“Knowledge is the wing wherewith we fly”
An interview with Professor Russell Goulbourne

Professor Russell Goulbourne, Dean of King’s faculty of Arts and Humanities, discusses the development of this dynamic and outward looking department, demonstrated through the collaboration between King’s and the Shakespeare400 consortium in recognition of the 400th anniversary of the Bard’s death.

Now ranked 15th in the world and 4th in the UK according to the 2015/16 THE World University Rankings, the Faculty of Arts & Humanities is enjoying great success. This success reflects efforts in recent years to integrate teaching and research, with each reinforcing the other, an approach that underlines the Faculty’s view of the public value of a humanities degree.

Research based education
‘Students are joining a community of scholars and becoming researchers in their own right,’ says Professor Russell Goulbourne, Dean of the Faculty. ‘Given this research-based education, we are not limiting students to particular career paths, but preparing them for a whole range of different professions.’

Professor Goulbourne, who is now in his third year as Dean of the Faculty, credits his predecessors with having had the foresight to develop new ways of teaching and learning. ‘Considering the economic pressures that the humanities are under globally,’ he observes, ‘one response is to become embattled and defensive. That has not been the approach at King’s at all; rather, we are a very open faculty, and my colleagues and I enjoy working across disciplinary and institutional boundaries.’

Collaborating with Shakespeare
An exciting event that highlights the innovative work of the Faculty of Arts & Humanities is Shakespeare400, an anniversary celebration and collaboration between King’s and 24 partners in the Shakespeare400 consortium. Professor Goulbourne’s colleague, Professor Gordon McMullan, Director of the London Shakespeare Centre, outlines the value of the Shakespeare400 in connecting King’s to the wider community:

‘Our Festival — ‘What you Will’ — complements the astonishing array of activities taking place under the auspices of Shakespeare400 and offers a sample of the Shakespeare-related research activities being carried out at King’s, of the partnerships we share with London’s cultural and creative organisation, and of the innovative thinking that characterises research and teaching at King’s.’

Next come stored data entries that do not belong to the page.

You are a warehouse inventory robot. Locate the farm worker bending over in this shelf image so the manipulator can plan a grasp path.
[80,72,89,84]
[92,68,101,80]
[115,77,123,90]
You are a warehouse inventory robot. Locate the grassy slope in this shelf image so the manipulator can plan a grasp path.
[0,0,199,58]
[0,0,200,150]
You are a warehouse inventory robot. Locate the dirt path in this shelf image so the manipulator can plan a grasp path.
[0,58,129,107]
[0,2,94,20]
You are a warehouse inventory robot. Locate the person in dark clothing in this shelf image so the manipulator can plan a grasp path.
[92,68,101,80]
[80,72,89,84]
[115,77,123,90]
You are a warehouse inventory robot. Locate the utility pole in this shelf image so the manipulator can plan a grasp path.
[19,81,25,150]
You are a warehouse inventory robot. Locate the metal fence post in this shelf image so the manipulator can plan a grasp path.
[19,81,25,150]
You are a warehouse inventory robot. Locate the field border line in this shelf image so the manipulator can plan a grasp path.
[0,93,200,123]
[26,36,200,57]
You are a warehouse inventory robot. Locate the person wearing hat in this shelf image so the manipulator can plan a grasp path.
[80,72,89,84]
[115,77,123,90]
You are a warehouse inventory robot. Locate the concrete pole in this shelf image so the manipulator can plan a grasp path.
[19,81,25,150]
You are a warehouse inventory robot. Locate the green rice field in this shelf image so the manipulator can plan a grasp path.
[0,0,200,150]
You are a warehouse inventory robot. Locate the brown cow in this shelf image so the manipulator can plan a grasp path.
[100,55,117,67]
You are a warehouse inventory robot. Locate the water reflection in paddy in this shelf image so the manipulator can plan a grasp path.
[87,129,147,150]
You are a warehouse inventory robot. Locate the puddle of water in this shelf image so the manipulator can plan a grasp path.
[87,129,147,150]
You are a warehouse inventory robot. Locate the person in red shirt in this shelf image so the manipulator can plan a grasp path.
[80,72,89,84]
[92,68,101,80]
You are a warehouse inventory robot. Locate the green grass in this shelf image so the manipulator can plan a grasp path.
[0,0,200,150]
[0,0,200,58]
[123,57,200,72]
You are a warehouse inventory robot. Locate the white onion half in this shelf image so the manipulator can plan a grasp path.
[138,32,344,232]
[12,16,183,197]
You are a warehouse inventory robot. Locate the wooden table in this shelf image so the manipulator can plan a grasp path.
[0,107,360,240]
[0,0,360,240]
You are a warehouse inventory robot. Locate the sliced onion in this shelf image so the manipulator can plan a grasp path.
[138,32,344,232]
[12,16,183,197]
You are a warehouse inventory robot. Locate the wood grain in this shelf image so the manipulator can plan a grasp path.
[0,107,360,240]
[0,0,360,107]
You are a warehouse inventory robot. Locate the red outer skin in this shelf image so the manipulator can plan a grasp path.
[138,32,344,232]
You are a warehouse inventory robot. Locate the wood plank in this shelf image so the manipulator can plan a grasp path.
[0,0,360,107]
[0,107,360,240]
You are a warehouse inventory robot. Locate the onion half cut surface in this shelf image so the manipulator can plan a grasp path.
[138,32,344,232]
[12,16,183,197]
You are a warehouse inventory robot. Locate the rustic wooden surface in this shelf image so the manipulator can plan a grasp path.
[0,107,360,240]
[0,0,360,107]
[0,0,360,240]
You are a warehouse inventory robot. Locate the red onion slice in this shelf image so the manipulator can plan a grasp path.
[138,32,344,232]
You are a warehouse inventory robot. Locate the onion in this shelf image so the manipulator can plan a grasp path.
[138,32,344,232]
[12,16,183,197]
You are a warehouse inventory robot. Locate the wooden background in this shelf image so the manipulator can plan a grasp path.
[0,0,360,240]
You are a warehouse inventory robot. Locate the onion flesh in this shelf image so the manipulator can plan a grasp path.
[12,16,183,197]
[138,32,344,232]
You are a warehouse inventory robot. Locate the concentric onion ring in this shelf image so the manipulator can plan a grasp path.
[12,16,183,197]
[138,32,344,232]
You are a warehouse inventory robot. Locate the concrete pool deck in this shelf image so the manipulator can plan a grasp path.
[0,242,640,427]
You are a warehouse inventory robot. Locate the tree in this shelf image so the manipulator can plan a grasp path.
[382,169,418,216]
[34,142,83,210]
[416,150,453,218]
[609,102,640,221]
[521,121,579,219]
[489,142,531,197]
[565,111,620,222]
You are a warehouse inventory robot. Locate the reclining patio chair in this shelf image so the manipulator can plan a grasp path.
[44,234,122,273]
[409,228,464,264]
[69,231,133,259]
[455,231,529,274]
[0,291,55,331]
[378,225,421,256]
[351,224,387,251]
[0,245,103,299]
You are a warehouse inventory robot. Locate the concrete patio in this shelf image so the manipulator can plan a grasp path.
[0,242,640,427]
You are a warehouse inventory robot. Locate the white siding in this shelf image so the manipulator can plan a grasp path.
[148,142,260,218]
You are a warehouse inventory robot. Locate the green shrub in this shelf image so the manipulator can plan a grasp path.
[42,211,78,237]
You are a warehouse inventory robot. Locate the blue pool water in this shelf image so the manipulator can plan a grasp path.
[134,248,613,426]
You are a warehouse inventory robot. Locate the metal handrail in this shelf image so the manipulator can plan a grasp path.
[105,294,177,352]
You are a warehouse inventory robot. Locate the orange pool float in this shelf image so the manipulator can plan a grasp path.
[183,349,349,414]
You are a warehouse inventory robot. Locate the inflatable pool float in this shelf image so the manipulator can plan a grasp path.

Partners include the Globe, the National Archives and the National Theatre and the programme connects with other universities both in the UK and overseas, drawing upon the synergies between Shakespearean research and science, technology, music and psychology with an impressive range of guest speakers and performers. For Professor Goulbourne, this is typical of the Faculty’s ethos:

‘We are an outward-looking faculty with an interdisciplinary approach to research and teaching. The involvement of King’s with Shakespeare400 is a perfect example of this in practice; a cross-College project and also a collaboration with external organisations, drawing on the knowledge and research expertise of academic staff in Arts & Humanities.’

Leading in Liberal Arts
Another example of innovation within the Faculty is the Liberal Arts programme. The programme only saw its first cohort of graduates in 2015, but is already the fourth highest recruiting course in the Faculty. The sector-leading programme offers a wide choice of modules in the first year that introduce students to different disciplinary perspectives, allowing them to choose which they would like to major in for the remaining two.

The new Liberal Arts graduates will join a community of alumni who have a key role to play in the life of the Faculty, according to Professor Goulbourne: ‘Our alumni are a vital element in connecting us to the world outside the institution and we encourage them to stay in touch and get involved. We particularly want them to return and share with our current students the knowledge they’ve gained through their careers since leaving King’s.’